I had lots of black friends growing up, but it was always in a situation where whites were the majority.
Then one day I walked into a classroom at Lincoln University, took a look around, and realized mine was the only face in the room that looked that way.
What an eye-opening experience. I always urge those I'm speaking to - especially the kids - to try at some point to have that kind of experience at some point in their lives, maybe at work or in some type of social setting.
We would be light years ahead of where we are today - still fighting the same old battles - if everyone could have even that small slice of a minority experience. I use every day the lessons I learned at Lincoln University, how to treat people and how I hoped to be treated in return.
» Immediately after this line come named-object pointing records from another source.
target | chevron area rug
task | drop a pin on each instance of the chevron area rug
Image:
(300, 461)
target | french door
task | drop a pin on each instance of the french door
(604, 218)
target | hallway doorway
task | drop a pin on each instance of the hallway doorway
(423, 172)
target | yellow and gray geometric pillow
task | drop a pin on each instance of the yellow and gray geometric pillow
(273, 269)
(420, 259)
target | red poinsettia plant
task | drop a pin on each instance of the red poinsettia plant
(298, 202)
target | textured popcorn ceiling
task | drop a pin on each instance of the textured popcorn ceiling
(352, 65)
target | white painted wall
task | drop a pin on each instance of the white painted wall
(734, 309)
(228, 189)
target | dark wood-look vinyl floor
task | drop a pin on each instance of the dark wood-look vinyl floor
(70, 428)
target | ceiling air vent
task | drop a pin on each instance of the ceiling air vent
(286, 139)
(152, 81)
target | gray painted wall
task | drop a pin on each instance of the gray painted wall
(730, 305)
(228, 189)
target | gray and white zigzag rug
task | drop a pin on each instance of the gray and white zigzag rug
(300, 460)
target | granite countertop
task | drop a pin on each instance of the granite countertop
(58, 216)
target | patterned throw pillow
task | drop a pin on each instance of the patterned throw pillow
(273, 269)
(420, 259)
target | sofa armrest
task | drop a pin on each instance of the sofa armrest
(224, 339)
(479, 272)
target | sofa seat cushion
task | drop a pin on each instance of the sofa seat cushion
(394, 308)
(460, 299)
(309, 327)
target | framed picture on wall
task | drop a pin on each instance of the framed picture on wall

I had not been on the Lincoln campus since the spring of 1975. Just getting onto the campus was a bit of a chore. Security is a little tighter than it was back in those days, when people were pretty much free to come and go as they pleased.
The campus is a lot bigger today. I quickly noticed the football stadium, there was no football team back then.
It took me awhile to find Grim Hall.
But as I stood in front of the class, I repeated my Lincoln story.
When I got to the point about my experience at Lincoln and why some people might find it a bit odd for me to have attended classes there, every face in the room lit up. They smiled and raised their hands.
Yes, every face in that room was black, aside from mine and Professor Leonard's.
They knew exactly why it would have been odd for me to have attended classes there.
We had a great discussion about the problems confronting Chester-Upland.
But that's not why I was there.
I was going home.
It only took me 43 years to get back.
Thanks for the invitation, Professor Leonard. Hopefully, it won't take me that long to get back again.